Concept reference

Files, Terminal & Tools

How SimPilot treats file access and shell commands as governed engineering primitives, not escape hatches.

1 min read

File-first execution

Simulation work becomes inspectable files: OpenFOAM dictionaries, SU2 configs, CalculiX input decks, mesh handoffs, scripts, logs, images, and reports. The file browser, agent tools, and governed shell see the same workspace tree — there is no agent-only ghost filesystem.

Governed shell

Commands run through a policy-aware runtime that records working directory, command family, approval status, output capture, exit status, and timing as typed evidence.

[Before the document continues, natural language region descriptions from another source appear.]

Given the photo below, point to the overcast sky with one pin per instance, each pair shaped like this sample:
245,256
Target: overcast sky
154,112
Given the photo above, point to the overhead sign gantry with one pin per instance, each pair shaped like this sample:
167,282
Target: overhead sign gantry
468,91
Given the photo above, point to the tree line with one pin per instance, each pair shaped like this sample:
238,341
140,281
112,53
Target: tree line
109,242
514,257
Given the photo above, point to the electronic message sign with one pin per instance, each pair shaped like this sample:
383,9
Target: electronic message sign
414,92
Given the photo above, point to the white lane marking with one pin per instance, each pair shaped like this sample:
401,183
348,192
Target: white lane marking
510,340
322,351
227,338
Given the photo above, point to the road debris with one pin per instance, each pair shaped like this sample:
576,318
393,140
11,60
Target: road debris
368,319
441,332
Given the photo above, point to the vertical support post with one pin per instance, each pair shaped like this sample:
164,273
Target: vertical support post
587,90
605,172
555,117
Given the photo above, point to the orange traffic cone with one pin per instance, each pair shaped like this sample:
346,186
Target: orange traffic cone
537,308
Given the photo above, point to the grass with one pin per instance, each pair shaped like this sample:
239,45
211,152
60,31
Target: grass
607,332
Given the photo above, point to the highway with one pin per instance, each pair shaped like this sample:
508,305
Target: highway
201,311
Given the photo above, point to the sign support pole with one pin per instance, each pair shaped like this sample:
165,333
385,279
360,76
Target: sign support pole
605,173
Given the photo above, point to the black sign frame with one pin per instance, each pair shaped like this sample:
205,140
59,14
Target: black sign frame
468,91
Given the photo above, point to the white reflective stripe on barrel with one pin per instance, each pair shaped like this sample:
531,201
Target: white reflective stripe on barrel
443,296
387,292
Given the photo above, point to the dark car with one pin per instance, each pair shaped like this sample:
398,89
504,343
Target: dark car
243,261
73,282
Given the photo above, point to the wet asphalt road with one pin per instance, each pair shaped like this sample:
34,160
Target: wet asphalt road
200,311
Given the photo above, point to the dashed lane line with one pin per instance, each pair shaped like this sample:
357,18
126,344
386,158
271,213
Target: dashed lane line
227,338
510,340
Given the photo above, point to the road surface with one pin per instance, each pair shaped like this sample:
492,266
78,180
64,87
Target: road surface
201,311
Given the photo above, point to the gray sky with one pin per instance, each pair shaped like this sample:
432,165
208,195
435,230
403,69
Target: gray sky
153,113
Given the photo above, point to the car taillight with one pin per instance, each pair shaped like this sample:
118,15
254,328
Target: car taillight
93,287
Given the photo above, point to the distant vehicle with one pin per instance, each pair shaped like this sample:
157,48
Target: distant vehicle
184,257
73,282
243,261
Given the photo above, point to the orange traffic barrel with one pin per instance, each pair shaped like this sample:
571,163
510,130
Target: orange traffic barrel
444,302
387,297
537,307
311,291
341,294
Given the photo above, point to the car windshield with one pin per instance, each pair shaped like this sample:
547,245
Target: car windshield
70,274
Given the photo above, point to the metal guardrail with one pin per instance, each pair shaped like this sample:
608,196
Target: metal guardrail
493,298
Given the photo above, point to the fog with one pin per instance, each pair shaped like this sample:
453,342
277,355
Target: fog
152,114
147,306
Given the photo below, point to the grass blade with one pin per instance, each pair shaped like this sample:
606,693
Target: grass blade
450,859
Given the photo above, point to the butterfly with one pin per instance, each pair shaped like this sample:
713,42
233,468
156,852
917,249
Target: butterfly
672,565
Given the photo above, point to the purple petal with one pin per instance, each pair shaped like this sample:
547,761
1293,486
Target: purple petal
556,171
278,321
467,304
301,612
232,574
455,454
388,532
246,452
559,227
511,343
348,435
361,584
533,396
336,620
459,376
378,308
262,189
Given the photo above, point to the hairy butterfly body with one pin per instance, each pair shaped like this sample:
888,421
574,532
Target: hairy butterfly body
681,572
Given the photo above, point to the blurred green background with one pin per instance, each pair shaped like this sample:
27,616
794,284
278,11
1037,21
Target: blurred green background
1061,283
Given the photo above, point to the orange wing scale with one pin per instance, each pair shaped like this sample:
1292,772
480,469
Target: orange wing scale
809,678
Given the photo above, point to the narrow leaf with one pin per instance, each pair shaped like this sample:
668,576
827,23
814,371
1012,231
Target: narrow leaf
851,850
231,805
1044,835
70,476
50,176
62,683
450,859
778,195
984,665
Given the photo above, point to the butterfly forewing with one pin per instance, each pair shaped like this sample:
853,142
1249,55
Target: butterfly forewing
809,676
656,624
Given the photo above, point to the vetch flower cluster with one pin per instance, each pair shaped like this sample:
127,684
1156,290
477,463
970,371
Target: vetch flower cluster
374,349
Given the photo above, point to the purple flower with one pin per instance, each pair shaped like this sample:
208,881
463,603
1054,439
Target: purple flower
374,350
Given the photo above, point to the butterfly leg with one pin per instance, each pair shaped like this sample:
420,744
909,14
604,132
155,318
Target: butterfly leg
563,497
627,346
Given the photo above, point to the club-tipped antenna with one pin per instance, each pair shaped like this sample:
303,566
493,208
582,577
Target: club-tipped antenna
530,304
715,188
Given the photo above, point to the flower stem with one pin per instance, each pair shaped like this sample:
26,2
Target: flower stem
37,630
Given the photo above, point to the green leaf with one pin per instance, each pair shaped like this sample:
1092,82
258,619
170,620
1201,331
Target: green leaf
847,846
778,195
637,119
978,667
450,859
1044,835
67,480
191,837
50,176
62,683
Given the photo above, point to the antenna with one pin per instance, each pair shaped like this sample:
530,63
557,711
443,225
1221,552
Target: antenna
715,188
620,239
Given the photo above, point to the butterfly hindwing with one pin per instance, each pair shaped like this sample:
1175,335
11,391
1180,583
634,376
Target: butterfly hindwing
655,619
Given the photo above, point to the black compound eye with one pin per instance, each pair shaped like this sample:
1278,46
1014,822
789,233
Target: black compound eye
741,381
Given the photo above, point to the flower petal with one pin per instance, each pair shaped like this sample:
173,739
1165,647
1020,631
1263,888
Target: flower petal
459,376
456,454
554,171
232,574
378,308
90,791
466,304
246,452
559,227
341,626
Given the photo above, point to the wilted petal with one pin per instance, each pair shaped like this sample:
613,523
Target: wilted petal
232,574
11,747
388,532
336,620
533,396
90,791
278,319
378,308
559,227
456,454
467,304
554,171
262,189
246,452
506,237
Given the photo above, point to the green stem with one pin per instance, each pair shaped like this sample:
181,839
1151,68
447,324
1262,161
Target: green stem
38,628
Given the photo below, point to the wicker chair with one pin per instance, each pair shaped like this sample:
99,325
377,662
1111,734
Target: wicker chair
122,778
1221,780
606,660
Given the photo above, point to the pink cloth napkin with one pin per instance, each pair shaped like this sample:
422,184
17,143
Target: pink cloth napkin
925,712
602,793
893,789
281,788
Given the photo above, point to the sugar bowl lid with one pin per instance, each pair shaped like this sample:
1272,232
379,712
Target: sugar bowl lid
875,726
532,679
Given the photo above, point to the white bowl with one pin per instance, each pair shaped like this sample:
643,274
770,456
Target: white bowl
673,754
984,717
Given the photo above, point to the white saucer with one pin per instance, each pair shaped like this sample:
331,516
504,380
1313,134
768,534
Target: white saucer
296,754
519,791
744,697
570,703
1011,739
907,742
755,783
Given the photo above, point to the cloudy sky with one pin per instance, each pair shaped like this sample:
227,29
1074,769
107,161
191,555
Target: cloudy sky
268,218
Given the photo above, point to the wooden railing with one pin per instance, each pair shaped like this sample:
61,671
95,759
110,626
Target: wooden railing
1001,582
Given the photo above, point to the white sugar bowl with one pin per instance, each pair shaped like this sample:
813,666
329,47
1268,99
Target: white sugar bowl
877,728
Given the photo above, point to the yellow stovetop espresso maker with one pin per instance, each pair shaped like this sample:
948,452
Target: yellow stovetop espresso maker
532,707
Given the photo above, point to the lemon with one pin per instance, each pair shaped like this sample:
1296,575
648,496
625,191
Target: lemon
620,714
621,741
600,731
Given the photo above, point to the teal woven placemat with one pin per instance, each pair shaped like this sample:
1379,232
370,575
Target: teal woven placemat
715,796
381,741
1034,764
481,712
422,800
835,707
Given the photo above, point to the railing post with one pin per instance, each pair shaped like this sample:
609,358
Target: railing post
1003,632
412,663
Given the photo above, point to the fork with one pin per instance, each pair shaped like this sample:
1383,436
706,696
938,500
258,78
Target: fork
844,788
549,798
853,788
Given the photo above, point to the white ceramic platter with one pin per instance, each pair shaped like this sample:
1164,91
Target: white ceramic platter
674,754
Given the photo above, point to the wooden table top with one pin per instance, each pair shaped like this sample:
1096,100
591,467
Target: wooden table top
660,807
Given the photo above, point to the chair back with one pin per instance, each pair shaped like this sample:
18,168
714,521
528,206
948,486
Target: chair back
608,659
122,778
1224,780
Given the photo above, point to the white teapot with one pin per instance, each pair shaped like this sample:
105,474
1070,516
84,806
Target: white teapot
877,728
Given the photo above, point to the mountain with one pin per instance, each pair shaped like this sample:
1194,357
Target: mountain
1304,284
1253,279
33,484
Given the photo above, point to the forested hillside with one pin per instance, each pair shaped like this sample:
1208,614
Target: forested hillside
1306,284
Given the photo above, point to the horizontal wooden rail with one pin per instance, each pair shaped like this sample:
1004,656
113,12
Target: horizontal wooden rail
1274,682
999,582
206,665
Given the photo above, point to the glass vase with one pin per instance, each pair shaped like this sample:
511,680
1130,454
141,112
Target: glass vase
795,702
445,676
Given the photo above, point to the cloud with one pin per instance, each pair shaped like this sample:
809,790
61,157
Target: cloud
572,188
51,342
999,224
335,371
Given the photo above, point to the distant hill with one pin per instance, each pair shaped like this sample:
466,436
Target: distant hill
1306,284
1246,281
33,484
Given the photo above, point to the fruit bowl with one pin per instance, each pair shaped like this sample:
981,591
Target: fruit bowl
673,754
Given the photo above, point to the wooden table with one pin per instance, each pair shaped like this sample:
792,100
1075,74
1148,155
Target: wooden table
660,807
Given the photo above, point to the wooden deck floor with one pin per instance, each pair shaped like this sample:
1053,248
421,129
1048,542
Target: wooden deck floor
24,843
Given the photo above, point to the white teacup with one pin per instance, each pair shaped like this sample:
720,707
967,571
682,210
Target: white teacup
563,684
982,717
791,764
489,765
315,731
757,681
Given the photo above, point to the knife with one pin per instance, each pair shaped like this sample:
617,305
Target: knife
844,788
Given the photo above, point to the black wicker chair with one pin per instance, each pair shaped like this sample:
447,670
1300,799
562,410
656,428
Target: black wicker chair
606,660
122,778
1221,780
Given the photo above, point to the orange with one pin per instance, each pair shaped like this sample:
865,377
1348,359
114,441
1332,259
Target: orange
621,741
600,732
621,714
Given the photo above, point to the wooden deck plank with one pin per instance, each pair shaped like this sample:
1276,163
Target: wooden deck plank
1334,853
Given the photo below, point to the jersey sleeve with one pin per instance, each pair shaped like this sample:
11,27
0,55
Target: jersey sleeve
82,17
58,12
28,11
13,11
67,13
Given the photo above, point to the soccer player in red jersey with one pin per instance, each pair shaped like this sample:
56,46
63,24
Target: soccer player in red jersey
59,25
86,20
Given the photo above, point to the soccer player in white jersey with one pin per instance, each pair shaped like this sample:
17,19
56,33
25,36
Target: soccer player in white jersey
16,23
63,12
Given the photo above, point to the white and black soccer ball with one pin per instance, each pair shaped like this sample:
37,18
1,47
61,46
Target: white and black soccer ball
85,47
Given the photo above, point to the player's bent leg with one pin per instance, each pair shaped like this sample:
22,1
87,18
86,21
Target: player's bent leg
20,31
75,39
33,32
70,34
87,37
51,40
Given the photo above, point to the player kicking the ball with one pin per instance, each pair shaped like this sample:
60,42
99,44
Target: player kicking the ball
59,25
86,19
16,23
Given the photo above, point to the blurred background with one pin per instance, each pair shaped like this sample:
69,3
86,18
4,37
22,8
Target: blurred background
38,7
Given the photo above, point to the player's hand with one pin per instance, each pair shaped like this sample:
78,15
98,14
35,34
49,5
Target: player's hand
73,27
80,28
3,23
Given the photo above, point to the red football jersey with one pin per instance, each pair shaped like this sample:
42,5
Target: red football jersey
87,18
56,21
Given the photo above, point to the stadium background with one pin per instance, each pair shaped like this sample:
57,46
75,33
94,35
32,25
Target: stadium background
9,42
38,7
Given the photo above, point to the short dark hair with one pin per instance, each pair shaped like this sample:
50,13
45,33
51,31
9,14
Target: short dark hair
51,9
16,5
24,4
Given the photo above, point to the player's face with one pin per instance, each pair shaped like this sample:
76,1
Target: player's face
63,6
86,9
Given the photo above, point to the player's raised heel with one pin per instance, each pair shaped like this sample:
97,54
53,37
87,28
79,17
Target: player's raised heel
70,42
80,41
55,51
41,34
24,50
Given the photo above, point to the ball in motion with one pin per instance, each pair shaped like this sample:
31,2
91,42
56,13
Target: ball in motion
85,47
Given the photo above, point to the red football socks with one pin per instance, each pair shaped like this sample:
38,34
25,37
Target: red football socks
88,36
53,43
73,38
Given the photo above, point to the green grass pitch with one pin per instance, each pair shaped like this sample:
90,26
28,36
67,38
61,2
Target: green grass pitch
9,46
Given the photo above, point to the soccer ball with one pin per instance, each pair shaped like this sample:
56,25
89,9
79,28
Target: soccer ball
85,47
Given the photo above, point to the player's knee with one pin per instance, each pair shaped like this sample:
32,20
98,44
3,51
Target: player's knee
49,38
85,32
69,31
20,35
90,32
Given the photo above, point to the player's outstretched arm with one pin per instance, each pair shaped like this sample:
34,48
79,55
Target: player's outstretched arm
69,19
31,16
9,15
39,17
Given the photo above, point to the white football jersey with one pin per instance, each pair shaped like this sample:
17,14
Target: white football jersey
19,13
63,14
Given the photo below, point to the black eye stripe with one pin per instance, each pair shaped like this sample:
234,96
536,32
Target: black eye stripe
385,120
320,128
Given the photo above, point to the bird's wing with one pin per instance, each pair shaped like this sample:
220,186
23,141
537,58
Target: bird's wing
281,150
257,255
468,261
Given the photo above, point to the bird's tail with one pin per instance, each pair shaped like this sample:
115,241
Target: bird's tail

Solver packs publish command candidates and allowlists so execution is powerful without becoming opaque.

Approval boundaries

Low-risk inspection is read-only. File writes, solver launches, package installs, public sharing, and destructive actions need the correct approval envelope. Action keys describe the operation kind, cwd, command-or-patch digest, blast radius, and reuse scope — so an approval is meaningful, not a rubber stamp.

Egress is locked down

ADR 0005 routes all outbound traffic through a deny-by-default proxy with rate limits. The agent cannot exfiltrate workspace contents to an arbitrary host. Knowledge fetches use signed providers; web search returns indexed snippets through a controlled lane.

Debug from the failed layer

If materialization fails, inspect the generated files and the CaseSpec contract. If meshing fails, inspect meshing logs and geometry. If solving fails, inspect solver logs and resource docs. If reporting fails, inspect artifacts and figure/QoI bindings. The platform points you at the failed layer; never blame the chat transcript.